Increased tourism has convinced Seoul there is value in saving their traditional architecture
Increased tourism has convinced Seoul there is value in saving their traditional architecture

BUKCHON is a small Korean village frozen in time. Surrounded by the inevitable march for affordable housing in the northern part of Seoul, it struggles bravely for breathing space from an ever-encroaching phalanx of skyscrapers.

Sadly, Bukchon is the last remaining traditional suburb in the nation’s capital. Thirty years ago there were about 800,000 Hanok homes in Seoul. Today, only 12,000 remain with 800 in Bukchon Hanok Village.

Belatedly, the city fathers realized the tourism potential of preserving traditional architecture in what is the world’s 2nd largest metropolis after Tokyo in Japan. Since 2000, a number of projects have pumped millions of dollars into revitalization of the suburb… with mixed results. Initial attempts were frustrated by developers ignoring or circumventing the intent of lawmakers by actually demolishing hanoks and building unsightly four-story multi-family dwellings.

However, the city’s efforts may now be bearing fruit. By 2007, 200 hanoks had been renovated. There is also growing interest in hanoks as a viable and increasingly sought-after accommodation option and it appears new hanoks are being built.

Hanok are environmentally sound single-story dwellings made of stone, timber and clay.

Bukchon is situated between Gyeongbok and Changdeok palaces and was originally occupied as large villas by high ranking royal officials. The Japanese annexation of 1910 ended the Joseon Dynasty and the villas were subdivided into smaller quarters.

Bukchon is the last remaining hanok suburb in the nation's capital
Bukchon is the last remaining hanok suburb in the nation’s capital

Hanok are environmentally sound single-story dwellings made of stone, timber and clay. To survive sweltering summers and bitterly cold winters, they devised a dual temperature control system: ondol heated floors for winter and a cool timber hall away from the sun in summer. The hanok’s curved tile roof is called a giwa. The roof’s edge, known as cheoma, is adjustable to control the amount of sunlight entering the house. Some windows are covered with hanji, a traditional Korean paper waterproofed with bean oil.
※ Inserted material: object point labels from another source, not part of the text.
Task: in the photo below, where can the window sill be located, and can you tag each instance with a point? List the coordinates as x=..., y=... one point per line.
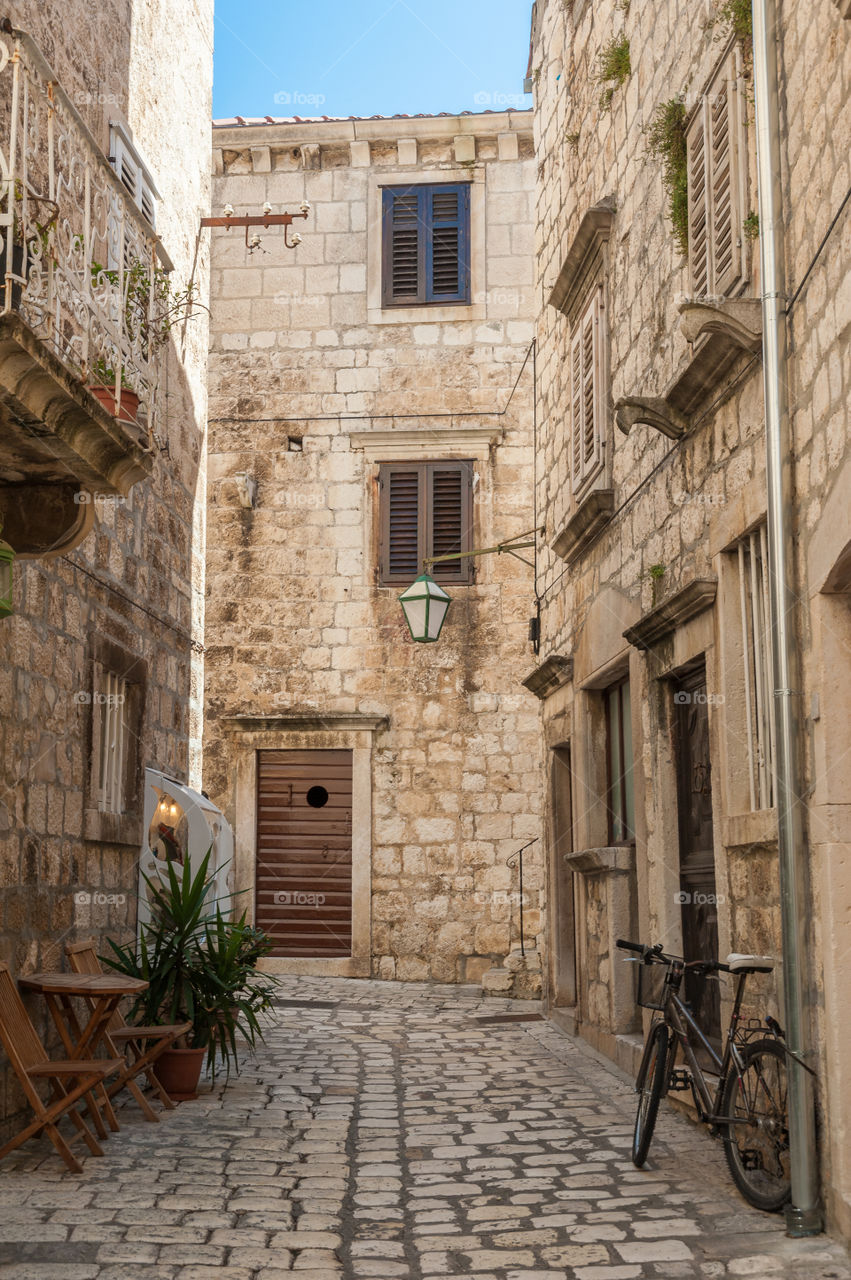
x=113, y=828
x=585, y=525
x=616, y=859
x=429, y=312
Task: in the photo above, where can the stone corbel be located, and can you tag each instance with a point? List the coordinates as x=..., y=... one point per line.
x=652, y=411
x=737, y=319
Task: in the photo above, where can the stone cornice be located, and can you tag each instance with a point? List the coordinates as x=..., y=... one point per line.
x=306, y=722
x=550, y=675
x=593, y=233
x=420, y=443
x=678, y=608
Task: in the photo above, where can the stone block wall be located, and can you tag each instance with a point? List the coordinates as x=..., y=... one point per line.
x=136, y=580
x=678, y=507
x=312, y=385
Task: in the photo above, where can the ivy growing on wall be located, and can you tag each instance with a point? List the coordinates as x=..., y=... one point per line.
x=667, y=141
x=613, y=68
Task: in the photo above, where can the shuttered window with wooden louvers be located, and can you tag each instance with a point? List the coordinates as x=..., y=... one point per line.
x=717, y=182
x=425, y=245
x=133, y=176
x=425, y=510
x=586, y=389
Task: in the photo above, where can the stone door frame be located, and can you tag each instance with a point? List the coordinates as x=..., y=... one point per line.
x=332, y=731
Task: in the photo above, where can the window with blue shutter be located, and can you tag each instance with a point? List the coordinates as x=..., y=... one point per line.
x=425, y=245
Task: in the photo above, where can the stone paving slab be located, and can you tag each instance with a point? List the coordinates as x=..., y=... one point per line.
x=383, y=1133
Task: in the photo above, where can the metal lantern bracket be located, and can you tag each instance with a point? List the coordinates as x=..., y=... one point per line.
x=264, y=220
x=511, y=547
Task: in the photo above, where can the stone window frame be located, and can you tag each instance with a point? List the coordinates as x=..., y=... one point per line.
x=108, y=658
x=430, y=312
x=719, y=109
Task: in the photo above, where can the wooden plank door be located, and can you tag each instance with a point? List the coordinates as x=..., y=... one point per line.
x=698, y=894
x=303, y=878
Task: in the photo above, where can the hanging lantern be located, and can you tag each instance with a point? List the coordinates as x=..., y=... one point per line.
x=7, y=560
x=425, y=606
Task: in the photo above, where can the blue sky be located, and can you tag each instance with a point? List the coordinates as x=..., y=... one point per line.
x=369, y=56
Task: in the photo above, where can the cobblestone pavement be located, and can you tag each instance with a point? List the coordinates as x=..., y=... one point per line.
x=385, y=1130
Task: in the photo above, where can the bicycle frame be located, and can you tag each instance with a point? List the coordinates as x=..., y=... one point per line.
x=678, y=1018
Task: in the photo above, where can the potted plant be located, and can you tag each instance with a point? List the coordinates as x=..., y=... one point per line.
x=201, y=968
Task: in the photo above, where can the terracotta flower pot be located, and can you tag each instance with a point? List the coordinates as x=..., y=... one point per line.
x=179, y=1070
x=129, y=402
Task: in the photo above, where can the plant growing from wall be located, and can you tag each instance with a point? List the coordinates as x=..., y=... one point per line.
x=613, y=68
x=667, y=141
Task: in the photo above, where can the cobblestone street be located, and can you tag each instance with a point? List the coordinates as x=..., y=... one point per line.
x=389, y=1130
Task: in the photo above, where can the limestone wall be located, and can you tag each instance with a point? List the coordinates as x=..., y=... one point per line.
x=136, y=580
x=306, y=371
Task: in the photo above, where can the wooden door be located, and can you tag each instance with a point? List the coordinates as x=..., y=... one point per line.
x=303, y=887
x=698, y=894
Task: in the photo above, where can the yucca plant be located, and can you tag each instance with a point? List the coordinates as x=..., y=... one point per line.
x=200, y=967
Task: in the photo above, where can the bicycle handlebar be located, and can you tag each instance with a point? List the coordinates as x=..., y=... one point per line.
x=655, y=954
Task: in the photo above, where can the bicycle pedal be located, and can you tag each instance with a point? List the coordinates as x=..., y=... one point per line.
x=680, y=1079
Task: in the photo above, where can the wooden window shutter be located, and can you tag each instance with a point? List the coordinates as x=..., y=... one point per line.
x=451, y=512
x=403, y=247
x=698, y=202
x=586, y=392
x=425, y=510
x=402, y=510
x=726, y=151
x=447, y=251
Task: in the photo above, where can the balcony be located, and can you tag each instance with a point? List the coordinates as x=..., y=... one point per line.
x=81, y=342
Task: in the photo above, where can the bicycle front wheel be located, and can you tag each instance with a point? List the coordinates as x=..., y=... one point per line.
x=650, y=1093
x=756, y=1142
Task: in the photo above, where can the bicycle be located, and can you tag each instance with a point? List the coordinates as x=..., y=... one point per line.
x=749, y=1105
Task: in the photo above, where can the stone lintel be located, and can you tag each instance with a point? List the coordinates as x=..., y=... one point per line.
x=306, y=722
x=420, y=443
x=549, y=675
x=593, y=232
x=652, y=411
x=611, y=858
x=589, y=519
x=666, y=617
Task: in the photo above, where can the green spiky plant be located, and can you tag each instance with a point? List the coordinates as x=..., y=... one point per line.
x=200, y=967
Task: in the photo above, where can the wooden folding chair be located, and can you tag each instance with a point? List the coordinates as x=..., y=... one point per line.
x=69, y=1079
x=142, y=1045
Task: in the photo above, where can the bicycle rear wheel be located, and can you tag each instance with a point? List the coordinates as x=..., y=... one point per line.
x=650, y=1092
x=756, y=1142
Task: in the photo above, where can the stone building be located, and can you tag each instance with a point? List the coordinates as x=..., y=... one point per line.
x=655, y=668
x=370, y=405
x=104, y=147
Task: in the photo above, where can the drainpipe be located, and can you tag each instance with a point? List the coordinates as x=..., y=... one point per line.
x=804, y=1214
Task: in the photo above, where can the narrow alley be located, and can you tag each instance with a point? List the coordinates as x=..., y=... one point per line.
x=398, y=1130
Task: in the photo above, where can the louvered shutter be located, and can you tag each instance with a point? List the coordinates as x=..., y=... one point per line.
x=698, y=202
x=586, y=385
x=447, y=248
x=724, y=150
x=448, y=524
x=402, y=521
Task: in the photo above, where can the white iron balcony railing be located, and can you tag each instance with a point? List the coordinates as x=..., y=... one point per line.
x=78, y=263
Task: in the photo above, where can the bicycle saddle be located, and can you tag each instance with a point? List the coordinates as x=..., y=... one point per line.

Hanok architecture is sensitive to the location of buildings, very similar to Chinese orientation of structures in accordance with feng shui principles. Known as baesanimsu, Bukchon’s location is auspicious as it sits on the slope of a mountain with a stream at the front.

Caution: Bukchon is a residential neighbourhood, not a controlled tourist attraction. Please be socially aware and responsible when visiting. Residents have in the past lodged complaints about excessive noise, littering, large groups of people walking through the suburb and photographers invading the privacy of residents.

Bukchon is a prime example of how heritage may be preserved to benefit modern society and generations to come.